Firstly, we can maintain business as usual. We, or rather politicians, can decide to bow to the commercial interests of the pesticide manufacturers and the short term profits of agri-businesses. We can maintain industrialised agriculture across the USA and Europe and continue to drown its vast monoculture fields in chemical pesticides. The consequence will be the continued decline of wildlife across our once “green and pleasant land” and the inevitable decline to extinction of that most vital component of Nature’s ecosystem – the bee.
“Many wild bees…have been declining in abundance, occurrence and diversity at local and regional scales in Northern Europe and North America.”1
Bees are threatened by a range of factors including: intensive agriculture, pesticides, land-use changes, environmental pollution, invasive species, pathogens and climate change.1 Fundamentally bees are being exterminated by the activities of industrial civilization.
The US Department of Agriculture (USDA) reported that there were 2.59 million (8%) fewer commercial honey bee colonies in January 2016 than in the previous year.2 Other recent studies in USA have concluded that of some 1437 bee species evaluated 749 are declining.
More seriously 347 species, which play a vital role in plant pollination, are imperilled and at risk of extinction.3
“It’s a quiet, but staggering crisis… that illuminates the unacceptably high cost of our careless addiction to pesticides and monoculture farming”3
There is an alternative. A future where society decides to take action to halt the decline in bee populations and force politicians to take the bold step to ban the pesticides that have been shown to be detrimental to both wild bees and commercial colonies. In 2016 European Food Safety Authority (EFSA) published a risk assessment and concluded “high and acute risks for bees” from most pesticides particularly Imidacloprid and Clothianidin made by Bayer.5
“Pesticides, particularly insecticides, have been demonstrated to have a broad range of lethal and sub lethal effects on pollinators.”1
There is hope.
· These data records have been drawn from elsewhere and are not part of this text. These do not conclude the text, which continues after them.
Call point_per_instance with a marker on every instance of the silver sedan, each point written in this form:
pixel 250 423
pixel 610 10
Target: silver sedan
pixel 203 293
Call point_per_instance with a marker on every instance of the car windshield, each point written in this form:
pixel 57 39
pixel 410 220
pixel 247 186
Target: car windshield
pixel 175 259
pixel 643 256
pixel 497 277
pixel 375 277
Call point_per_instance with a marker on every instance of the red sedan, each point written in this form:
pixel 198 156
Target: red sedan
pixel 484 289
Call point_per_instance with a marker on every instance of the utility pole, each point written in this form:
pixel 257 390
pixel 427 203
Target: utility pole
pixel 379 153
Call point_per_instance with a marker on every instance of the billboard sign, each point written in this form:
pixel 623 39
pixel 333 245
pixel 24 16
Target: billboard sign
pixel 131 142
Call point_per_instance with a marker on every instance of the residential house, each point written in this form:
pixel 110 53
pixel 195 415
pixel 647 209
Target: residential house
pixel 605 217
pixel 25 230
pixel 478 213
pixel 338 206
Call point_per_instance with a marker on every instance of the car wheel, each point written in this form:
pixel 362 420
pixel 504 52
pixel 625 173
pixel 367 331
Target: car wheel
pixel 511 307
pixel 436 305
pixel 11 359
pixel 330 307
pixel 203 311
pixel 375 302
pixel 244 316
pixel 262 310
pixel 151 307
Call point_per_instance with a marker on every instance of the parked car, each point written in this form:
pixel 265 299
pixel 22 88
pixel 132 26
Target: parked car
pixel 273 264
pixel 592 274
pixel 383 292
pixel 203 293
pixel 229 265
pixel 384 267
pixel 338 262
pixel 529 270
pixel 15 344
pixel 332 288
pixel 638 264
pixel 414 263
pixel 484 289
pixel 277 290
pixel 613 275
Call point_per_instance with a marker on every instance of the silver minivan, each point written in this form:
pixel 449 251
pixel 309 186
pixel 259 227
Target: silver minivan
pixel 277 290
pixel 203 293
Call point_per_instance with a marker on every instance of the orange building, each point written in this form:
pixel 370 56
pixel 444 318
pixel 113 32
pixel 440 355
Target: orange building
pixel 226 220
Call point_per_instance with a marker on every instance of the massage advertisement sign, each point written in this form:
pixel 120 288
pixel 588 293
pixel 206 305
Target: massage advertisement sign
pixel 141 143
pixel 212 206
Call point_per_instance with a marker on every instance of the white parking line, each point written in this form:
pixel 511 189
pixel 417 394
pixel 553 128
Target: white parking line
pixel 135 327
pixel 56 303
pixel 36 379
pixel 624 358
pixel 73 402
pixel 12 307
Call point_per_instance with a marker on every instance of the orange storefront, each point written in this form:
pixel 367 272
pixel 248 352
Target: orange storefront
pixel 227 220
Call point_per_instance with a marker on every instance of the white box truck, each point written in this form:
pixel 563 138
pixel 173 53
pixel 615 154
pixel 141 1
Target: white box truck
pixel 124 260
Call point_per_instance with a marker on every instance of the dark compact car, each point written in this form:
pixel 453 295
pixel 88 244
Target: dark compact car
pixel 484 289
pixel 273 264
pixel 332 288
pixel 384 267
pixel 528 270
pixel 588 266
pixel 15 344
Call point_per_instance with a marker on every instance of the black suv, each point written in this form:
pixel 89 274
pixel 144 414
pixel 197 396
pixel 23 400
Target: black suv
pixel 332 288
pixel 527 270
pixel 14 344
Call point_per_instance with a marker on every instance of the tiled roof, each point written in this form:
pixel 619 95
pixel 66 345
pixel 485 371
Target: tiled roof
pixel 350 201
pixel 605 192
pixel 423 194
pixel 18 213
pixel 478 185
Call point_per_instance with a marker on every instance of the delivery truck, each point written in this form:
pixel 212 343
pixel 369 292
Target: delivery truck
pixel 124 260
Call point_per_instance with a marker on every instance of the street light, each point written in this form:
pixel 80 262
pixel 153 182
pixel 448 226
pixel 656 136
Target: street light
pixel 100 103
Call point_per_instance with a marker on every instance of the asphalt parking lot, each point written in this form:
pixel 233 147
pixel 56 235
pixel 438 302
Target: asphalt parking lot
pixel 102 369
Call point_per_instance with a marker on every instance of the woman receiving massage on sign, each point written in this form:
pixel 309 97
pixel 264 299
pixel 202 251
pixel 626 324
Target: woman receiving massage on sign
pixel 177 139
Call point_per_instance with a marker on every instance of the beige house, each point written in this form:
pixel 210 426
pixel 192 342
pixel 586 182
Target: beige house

In May 2013 the European Union demonstrated courage in the face of commercial pressure and imposed a temporary ban on the class of pesticides called neonicotinoids.
On 25th April 2017 the UK Minister of State for Agriculture, Fisheries and Food, George Eustice, announced a decision to reject applications by the National Farmers Union (NFU) for permission to use two banned neonicotinoids on oilseed rape crops in England.7 Thus, for one year at least, the UK Government has decided to keep bee-killing pesticides out of English fields.
The permanent removal of these toxic chemicals from the landscape, combined with wide-spread changes to agricultural practices to provide improved habitat and foraging, could witness the revival of natural and commercial pollinators.
Sorry did I forget to mention a third scenario
Where the widespread use of pesticides is allowed to continue unchecked. Bees become extinct and one of Nature’s key species in plant reproduction is lost forever. Of course scientists already have a solution – ”RoboBees!” Mankind can spend years in research and billions of dollars of investment to develop a range of robot pollinators:
“Swarms of autonomous robot bees could be enlisted to help fertilize crops and wild flowers.”8
“An insect sized drone that can pollinate flowers”8 is not science fiction – prototypes have already been developed by the National Institute of Advanced Industrial Science and Technology in Tokyo.8
What madness!
Bees are in real danger of extinction. Millions of colonies are being lost each year as chemical companies and agri-business spread toxic pesticides over our fields. Huge investments in hi-tech solutions like “RoboBees” are not the answer. The solution is quite simple – the European Union, the UK and US Governments should ban the use of insecticides, particularly neonicotinoids, permanently.